But the case provoked little outrage in Pleasant Grove, the city of 10,000 people on the western edge of Birmingham where Ms. Jones was shot.

[Why people in Alabama defended the arrest of Marshae Jones after her fetus died in a shooting.]

According to a law enforcement officer with direct knowledge of the investigation who spoke on the condition of anonymity, Ms. Jones and Ms. Jemison, 23, had been feuding over a man they both worked with. The officer said that Ms. Jones spotted Ms. Jemison in the parking lot of a Dollar General store in Pleasant Grove on Dec. 4 and started fighting with her.

Ms. Jones had hit Ms. Jemison several times and pinned her in her vehicle, the officer said, when Ms. Jemison reached for a gun and fired point blank into Ms. Jones’s stomach.
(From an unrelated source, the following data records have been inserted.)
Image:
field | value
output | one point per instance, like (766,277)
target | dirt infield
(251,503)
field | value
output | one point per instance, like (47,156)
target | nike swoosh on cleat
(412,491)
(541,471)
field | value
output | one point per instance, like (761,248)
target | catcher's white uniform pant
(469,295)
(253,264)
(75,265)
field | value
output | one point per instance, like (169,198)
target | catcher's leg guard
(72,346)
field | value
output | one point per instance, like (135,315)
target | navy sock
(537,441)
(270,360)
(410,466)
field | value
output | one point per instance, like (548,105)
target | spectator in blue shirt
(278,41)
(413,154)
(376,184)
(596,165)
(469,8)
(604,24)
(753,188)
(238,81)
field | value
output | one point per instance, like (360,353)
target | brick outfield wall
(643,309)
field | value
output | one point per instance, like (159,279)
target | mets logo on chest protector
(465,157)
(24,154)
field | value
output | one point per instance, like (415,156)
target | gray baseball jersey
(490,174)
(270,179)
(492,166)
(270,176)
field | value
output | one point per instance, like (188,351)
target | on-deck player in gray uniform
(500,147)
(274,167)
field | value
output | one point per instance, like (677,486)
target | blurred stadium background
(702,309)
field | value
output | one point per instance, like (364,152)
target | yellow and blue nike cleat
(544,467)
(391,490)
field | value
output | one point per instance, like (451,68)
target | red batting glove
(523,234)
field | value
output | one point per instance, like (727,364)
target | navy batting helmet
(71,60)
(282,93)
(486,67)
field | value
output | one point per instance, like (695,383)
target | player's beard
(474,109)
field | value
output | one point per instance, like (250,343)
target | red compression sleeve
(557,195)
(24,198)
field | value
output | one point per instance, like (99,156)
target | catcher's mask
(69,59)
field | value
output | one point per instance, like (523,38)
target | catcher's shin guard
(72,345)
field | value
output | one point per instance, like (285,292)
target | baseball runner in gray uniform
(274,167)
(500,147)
The uproar over the indictment of Ms. Jones is not the first time that the application of Alabama’s fetal rights laws has attracted criticism and concern.

Alabama has prosecuted hundreds of women for using controlled substances while they are pregnant, under a 2006 “chemical endangerment” law, according to an investigation by ProPublica and Al.com. Doctors have argued that such prosecutions discourage pregnant addicts from seeking the treatment that they and their fetuses need.